Let’s say Democrats win the House but not the Senate.

Which seems like the modal outcome.

natesilver: I mean … the thing people get wrong — because it feels like Trump has been president forever — is that it’s still really early.

harry: It feels like no time at all to me, to be honest.

perry: In this era, I’m not sure running away from the president of your own party really ever makes sense. Fox News and other parts of the Republican Party enforce discipline. The moderates in the GOP will be the ones who lose in the midterms. I think the remaining House Republicans will stand with Trump pretty closely. Senate is different.

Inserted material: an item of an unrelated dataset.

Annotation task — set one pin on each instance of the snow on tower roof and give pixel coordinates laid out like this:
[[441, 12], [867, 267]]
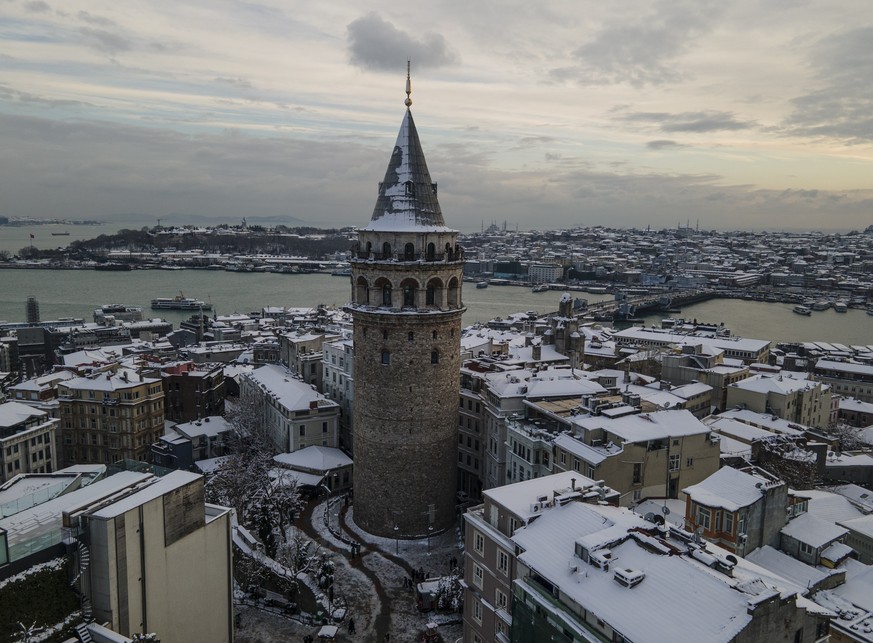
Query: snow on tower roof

clare.malone: So here’s my scenario: Let’s say the Democrats win the House and vote to impeach Trump. Let’s say the GOP holds the Senate, but by a very slim margin. Do they vote to impeach in the Senate? Get a President Pence?

perry: No. Not a chance.

natesilver: Yes, a chance.

clare.malone: Because they think they would lose in 2020, Perry? Lose the base?

micah: It all depends on what he’s getting impeached for, doesn’t it?

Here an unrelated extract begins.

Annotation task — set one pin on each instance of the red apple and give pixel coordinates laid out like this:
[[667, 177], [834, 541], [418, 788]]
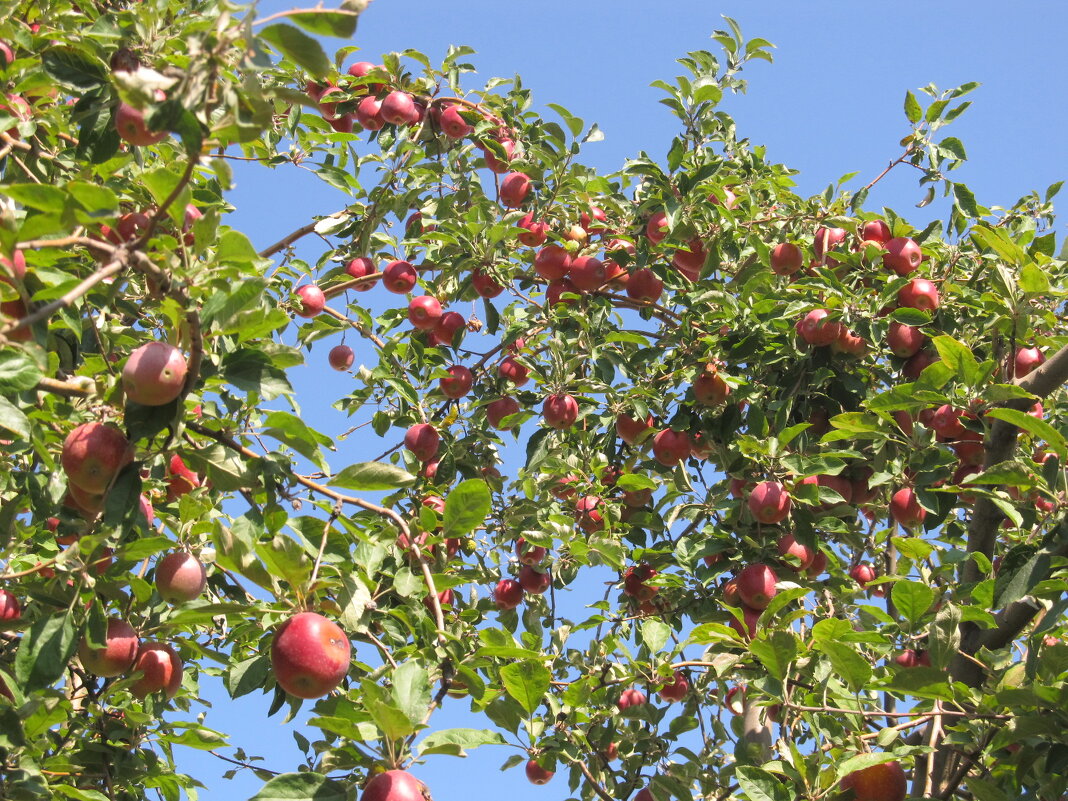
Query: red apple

perry: Well, if Trump called Putin in July 2016 and said, “Hack Podesta’s email on Sept. 12,” then yes. But based on the information we have right now, not a real chance.

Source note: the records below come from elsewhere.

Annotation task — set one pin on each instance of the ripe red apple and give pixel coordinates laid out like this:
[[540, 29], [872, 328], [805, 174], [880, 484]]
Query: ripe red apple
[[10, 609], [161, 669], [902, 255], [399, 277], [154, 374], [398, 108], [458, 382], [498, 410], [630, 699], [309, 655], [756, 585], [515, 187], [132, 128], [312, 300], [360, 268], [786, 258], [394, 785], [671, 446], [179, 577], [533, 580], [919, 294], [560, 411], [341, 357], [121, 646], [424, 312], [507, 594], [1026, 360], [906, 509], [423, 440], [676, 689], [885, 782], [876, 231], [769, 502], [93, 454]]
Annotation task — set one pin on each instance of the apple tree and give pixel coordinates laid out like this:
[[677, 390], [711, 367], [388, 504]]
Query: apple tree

micah: Right, I think it would take something toward the more extreme end of potential findings.

natesilver: What if Trump fires the special prosecutor or pardons his son-in-law?

micah: No.

natesilver: I just don’t think there are a lot of useful precedents for Trump, so predictions that he won’t be impeached seem overconfident.

People need to default more toward an uncertain prior.

micah: I’m just judging based on how congressional Republicans have been reacting to smaller stuff and scaling up.

natesilver: Also, I think the mentality changes a lot after a big Democratic wave election, if there is one.

harry: I’ll just say what I’ve always said: The chance of impeachment is underrated and the chance of conviction is probably overrated.

natesilver: I mean … it’s more likely than not that Trump gets impeached, right?

micah: I’m not sure of that.

harry: There’s a pretty good shot, but that’s a rather bold statement.

clare.malone: Well, it’s basically like answering the question of whether or not you’re confident in a Democratic House wave in 2018.

perry: So Democrats are likely to win House. Correct. There will be a huge push from liberal activists for impeachment.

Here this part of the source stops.